1 1 . The node according to claim 10, wherein the resolution node (100) is configured to receive a request for deployment of the application, wherein

- the application request for deployment is received to the resolution node by a receive unit (150).

12. The node according to claim 1 1 , wherein the resolution node (100) is configured to derivate the prerequisite from a description comprised in the received request, wherein

- the received request includes a description which is translated into the prerequisite.

13. The node according to any of claims 10 - 12, wherein

- the prerequisite is specified by at least one dependency with at least one constraint, wherein

- the at least one dependency and constraint is matched with at least one offer with at least one characteristic.

14. The node according to any of claims 10 - 13, wherein

- a secondary prerequisite of the at least one resource component is determined.

15. The node according to any of claims 10 - 14, wherein

- the secondary prerequisite of the resource component is matched with resource components indicated in the resource component record, and wherein

- at least one resource component is selected which matches said secondary prerequisite of the resource component.

16. The node according to any of claims 10 - 15, wherein

- an aggregated performance of all selected resource components is calculated by a calculation unit (180).

17. The node according to any of claims 10 - 16, wherein the resolution node (100) is configured to determine whether the aggregated performance fulfills a criterion, wherein

- the aggregated performance is determined as within a limitation, or outside a limitation determined by the application (1 10) prerequisite.

18. The node according to any of claims 10 - 17, wherein

- an aggregated specification is generated comprising all the selected resource components by the generation unit (190).

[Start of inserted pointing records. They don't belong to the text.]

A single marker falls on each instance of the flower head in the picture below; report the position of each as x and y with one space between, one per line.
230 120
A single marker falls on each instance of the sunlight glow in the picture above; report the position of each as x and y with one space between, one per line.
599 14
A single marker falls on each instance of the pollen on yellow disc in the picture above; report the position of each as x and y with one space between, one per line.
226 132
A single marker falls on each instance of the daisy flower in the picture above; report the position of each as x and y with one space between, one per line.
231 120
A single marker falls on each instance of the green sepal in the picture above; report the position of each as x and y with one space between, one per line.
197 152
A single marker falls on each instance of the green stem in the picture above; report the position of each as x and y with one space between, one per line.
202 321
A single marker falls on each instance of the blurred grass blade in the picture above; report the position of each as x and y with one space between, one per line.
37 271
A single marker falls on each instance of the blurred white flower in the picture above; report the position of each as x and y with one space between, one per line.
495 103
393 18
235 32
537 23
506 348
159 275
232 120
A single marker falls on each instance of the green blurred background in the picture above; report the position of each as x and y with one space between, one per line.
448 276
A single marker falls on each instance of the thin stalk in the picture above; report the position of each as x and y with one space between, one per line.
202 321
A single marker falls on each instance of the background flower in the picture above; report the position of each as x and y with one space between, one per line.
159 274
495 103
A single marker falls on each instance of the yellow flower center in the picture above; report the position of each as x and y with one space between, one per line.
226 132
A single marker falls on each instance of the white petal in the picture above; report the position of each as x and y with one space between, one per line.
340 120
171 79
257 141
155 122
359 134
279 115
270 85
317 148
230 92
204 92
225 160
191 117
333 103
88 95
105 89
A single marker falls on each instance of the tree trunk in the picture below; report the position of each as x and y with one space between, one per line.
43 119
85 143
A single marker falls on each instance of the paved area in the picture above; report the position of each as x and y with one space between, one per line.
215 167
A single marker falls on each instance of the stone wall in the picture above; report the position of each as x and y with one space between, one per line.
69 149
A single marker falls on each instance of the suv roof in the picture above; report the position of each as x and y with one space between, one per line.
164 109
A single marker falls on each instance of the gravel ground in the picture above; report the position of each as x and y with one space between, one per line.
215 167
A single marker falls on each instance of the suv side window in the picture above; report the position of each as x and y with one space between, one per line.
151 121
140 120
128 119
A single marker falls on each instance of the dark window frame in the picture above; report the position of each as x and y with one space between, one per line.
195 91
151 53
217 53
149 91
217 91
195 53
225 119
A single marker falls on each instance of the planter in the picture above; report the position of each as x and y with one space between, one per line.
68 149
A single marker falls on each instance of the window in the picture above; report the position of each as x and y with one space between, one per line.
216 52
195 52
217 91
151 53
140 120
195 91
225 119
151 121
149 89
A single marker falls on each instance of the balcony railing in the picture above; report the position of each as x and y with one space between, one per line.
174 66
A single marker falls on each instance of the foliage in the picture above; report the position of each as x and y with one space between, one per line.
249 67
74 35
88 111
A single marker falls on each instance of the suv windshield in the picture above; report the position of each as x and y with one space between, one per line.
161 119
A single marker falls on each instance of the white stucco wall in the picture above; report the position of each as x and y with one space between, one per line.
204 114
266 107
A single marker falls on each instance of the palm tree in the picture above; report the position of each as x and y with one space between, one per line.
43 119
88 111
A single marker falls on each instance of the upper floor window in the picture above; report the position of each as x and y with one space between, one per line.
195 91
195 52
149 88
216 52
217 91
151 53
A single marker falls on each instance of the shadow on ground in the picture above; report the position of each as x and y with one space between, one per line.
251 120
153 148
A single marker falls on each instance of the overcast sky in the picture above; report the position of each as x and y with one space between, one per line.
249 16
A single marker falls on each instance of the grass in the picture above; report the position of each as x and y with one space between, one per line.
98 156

19. A computer program, comprising computer readable code means, which when run in a resolution node arrangement configured to enable automatic deployment of resource components according to any of the claims 10-18, causes the resolution node arrangement configured to enable automatic deployment of resource components to perform the corresponding method according to any of the claims 1 - 9.

20. A computer program product, comprising a computer readable medium and a computer program according to claim 19, wherein the computer program is stored on the computer readable medium.